Semaglutide also stimulates neurons that produce feelings of fullness while simultaneously quieting neurons that generate hunger signals and cravings. The net result is that many people on Ozempic describe a fundamental shift in their relationship with food: they think about it less, feel satisfied with smaller portions, and find it easier to pass on foods they previously couldn’t resist.
Beyond the hypothalamus, GLP-1 receptors exist in the brain’s reward pathways and in brainstem areas that process gut signals. Neurons in one brainstem region produce satiety without discomfort, while neurons in a neighboring area are more associated with nausea. This helps explain why the medication can reduce appetite through two distinct channels, one pleasant (genuine satisfaction with less food) and one less so (queasiness).
How Much Weight People Actually Lose
In a real-world study published in JAMA Network Open, patients lost an average of 5.9% of their body weight at three months and 10.9% at six months. At the six-month mark, 87% of patients had lost at least 5% of their weight, about 55% had lost 10% or more, and roughly 24% had lost 15% or more. Individual results varied widely, ranging from less than 1% to over 29% weight loss at six months.
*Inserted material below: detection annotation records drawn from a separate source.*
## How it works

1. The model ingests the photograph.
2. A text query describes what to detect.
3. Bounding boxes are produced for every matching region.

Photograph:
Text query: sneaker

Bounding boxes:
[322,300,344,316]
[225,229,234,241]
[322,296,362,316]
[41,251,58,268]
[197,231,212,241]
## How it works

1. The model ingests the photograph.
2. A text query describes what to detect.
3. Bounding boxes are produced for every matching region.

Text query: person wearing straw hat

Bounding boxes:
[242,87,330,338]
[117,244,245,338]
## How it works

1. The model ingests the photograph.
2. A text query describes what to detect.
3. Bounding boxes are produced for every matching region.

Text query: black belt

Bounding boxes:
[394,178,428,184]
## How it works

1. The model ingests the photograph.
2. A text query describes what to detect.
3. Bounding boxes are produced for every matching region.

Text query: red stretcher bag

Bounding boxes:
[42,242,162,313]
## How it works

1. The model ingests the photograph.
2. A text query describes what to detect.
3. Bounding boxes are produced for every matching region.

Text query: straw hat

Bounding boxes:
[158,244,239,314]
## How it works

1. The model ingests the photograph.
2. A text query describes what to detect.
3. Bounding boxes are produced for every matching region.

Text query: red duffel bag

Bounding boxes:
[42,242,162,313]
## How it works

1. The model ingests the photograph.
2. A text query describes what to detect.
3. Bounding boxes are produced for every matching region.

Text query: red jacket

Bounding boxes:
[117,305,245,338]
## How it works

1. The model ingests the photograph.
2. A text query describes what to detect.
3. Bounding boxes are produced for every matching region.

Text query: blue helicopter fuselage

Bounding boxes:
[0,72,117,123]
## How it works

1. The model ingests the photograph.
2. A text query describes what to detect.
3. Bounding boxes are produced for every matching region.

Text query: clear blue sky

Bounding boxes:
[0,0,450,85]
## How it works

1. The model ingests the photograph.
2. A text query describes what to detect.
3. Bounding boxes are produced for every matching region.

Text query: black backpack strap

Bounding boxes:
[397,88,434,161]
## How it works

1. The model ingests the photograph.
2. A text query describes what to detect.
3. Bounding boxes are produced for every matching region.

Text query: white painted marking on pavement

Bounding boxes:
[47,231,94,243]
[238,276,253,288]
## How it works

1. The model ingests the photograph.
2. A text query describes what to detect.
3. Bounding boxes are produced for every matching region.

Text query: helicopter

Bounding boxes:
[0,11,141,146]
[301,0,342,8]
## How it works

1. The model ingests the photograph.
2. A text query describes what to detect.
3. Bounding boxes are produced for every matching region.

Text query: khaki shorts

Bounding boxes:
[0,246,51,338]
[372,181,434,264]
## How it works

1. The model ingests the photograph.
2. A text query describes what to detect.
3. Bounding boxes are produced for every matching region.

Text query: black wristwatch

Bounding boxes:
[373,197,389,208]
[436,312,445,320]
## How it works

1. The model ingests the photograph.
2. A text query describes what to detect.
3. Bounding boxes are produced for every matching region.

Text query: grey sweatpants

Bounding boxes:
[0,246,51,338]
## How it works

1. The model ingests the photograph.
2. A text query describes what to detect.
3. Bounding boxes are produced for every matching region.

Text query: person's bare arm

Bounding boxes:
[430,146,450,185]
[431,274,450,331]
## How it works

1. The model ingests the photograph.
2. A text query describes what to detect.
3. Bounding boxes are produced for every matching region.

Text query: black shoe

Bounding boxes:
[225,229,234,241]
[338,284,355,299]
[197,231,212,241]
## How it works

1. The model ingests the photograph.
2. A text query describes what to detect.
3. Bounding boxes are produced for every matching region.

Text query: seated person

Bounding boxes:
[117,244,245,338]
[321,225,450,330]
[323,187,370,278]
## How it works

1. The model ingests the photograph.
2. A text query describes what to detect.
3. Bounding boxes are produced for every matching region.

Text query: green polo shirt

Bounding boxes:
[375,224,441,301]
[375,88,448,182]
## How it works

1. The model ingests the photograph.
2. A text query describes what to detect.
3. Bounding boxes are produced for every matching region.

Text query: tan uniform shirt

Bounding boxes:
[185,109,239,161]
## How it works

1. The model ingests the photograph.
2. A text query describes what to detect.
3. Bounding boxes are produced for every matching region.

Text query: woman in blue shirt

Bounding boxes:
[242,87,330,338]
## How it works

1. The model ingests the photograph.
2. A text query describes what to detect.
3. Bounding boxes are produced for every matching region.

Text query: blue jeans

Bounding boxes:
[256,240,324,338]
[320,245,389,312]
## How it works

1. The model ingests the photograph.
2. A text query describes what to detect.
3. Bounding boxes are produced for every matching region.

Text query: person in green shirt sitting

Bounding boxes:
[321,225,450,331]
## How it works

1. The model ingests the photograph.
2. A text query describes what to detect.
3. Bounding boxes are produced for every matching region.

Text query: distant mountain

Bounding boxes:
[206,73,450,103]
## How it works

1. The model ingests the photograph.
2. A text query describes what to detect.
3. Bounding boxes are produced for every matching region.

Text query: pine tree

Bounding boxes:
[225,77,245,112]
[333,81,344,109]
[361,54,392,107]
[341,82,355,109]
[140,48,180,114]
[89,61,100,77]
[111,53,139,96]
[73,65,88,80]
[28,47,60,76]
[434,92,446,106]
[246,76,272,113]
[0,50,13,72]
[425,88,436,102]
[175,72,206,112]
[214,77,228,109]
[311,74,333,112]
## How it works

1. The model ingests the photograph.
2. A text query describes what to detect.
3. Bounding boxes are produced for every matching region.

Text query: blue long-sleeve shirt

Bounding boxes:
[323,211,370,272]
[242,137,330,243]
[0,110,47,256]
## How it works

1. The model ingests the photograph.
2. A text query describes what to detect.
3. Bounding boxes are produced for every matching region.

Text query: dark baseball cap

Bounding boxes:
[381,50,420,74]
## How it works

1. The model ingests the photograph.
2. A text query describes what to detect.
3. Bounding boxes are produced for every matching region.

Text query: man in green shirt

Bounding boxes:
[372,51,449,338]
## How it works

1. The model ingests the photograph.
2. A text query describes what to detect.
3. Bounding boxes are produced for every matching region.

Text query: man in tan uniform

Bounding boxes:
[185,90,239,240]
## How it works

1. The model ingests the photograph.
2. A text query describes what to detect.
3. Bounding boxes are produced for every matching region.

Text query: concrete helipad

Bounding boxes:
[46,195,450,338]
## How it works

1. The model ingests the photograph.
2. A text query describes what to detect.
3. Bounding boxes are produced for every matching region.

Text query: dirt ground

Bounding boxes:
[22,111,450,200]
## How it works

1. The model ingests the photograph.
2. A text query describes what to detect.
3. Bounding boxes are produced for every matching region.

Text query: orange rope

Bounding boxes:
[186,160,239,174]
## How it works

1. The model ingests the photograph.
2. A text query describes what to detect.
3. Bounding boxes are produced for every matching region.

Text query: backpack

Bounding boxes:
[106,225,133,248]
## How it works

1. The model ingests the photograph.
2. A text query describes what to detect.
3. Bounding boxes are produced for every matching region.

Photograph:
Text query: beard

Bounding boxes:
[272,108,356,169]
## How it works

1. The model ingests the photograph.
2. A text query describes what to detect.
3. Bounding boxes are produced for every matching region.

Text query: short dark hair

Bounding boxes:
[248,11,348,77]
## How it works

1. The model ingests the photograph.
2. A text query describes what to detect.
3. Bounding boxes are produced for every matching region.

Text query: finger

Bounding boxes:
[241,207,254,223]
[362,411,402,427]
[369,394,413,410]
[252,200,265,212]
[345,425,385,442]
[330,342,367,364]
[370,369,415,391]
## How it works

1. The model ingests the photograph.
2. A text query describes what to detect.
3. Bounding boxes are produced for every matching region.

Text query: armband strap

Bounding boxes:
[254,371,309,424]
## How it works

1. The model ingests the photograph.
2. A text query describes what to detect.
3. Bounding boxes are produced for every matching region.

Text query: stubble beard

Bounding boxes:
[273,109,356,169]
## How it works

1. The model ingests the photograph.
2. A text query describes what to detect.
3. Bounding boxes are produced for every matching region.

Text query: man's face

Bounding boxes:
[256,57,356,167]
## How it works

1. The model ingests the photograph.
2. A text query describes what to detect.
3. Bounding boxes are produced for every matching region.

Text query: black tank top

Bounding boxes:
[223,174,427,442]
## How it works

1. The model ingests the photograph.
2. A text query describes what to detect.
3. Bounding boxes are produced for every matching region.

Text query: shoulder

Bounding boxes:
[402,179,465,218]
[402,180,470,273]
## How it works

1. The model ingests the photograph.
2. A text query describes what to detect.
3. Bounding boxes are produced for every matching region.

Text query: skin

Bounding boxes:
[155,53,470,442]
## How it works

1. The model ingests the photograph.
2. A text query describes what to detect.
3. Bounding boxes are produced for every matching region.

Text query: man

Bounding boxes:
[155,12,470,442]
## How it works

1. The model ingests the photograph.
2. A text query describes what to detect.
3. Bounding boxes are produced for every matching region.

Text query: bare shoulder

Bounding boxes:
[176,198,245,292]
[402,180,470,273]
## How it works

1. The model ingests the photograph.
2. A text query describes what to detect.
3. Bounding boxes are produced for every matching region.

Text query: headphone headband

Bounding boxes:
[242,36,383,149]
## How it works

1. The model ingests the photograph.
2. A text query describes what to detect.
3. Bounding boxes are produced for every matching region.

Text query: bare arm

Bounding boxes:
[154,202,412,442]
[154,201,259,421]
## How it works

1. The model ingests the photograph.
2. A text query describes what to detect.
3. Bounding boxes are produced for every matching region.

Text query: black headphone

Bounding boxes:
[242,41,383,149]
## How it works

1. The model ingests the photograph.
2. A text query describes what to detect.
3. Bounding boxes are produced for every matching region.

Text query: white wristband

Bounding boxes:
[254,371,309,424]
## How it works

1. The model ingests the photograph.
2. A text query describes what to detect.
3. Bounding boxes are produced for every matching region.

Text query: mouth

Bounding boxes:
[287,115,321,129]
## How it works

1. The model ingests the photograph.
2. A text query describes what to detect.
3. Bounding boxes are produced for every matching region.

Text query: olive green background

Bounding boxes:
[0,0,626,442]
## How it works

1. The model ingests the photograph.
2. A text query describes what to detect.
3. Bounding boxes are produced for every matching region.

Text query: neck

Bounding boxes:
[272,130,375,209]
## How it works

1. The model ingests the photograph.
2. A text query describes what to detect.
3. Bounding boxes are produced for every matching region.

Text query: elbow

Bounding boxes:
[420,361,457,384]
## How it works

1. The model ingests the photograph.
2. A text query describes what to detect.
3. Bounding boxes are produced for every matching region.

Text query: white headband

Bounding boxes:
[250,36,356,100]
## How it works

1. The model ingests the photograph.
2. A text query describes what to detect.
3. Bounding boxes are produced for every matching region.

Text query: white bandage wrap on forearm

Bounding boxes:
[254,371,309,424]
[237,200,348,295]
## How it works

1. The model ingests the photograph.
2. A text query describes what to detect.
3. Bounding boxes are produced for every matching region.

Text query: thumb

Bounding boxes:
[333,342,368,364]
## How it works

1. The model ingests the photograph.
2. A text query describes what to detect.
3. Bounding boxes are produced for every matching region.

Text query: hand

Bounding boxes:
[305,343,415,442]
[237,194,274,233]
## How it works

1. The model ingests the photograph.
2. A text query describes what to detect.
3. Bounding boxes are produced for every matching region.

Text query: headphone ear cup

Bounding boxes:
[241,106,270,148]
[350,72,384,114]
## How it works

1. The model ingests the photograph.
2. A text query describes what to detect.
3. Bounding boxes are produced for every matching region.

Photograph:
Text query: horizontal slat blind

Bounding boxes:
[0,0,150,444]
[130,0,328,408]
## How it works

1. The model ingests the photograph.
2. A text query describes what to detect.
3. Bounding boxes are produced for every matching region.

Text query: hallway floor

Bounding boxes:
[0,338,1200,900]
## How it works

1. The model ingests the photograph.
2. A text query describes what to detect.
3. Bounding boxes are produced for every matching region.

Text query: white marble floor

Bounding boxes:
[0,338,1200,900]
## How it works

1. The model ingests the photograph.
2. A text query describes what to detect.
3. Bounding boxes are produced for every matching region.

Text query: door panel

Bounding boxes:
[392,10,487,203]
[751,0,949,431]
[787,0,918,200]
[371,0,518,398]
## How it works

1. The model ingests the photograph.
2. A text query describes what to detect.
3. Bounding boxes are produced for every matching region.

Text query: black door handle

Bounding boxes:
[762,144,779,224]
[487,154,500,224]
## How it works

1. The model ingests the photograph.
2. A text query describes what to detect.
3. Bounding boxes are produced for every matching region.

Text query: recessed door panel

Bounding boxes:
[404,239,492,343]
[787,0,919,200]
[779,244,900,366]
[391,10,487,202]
Higher doses produced greater weight loss. Patients on 1.7 or 2.4 mg lost an average of 12.1% of their body weight by six months, compared to 9.2% for those on lower doses. People with type 2 diabetes tended to lose less weight than those without, averaging 7.2% at six months compared to 11.8% for people without diabetes.
Blood Sugar Improvements
For people with type 2 diabetes, Ozempic lowers HbA1c (a measure of average blood sugar over three months) significantly. Across the SUSTAIN clinical trials, the 1 mg dose reduced HbA1c by 0.38 to 1.07 percentage points more than comparison treatments. To put that in context, a 1-point drop in HbA1c is considered clinically meaningful and is associated with a substantially lower risk of diabetes complications.
How Dosing Works
Ozempic is injected once weekly under the skin, typically in the abdomen, thigh, or upper arm. You start at 0.25 mg for the first four weeks, which is not a treatment dose. It’s designed to let your body adjust and minimize side effects. After four weeks, the dose increases to 0.5 mg, which is the first maintenance dose. If blood sugar control isn’t sufficient after at least another four weeks, your dose can increase to 1 mg, and eventually to a maximum of 2 mg.
Because of its seven-day half-life, semaglutide takes four to five weeks to reach steady levels in your body at any given dose. This is why the gradual dose escalation matters: each increase needs several weeks to fully take effect.
Common Side Effects
Gastrointestinal issues are by far the most frequent side effects, and they tie directly to how the drug works. Slowed stomach emptying and altered gut signaling cause nausea in about 44% of people on the higher dose, compared to 16% on placebo. Diarrhea affects roughly 30%, vomiting about 25%, and constipation about 24%.
These side effects are most common during dose escalation and tend to decrease over time as the body adjusts. The gradual titration schedule exists specifically to reduce the severity of these symptoms. For most people, nausea is mild to moderate and doesn’t lead to stopping the medication, though a minority do find it intolerable enough to discontinue.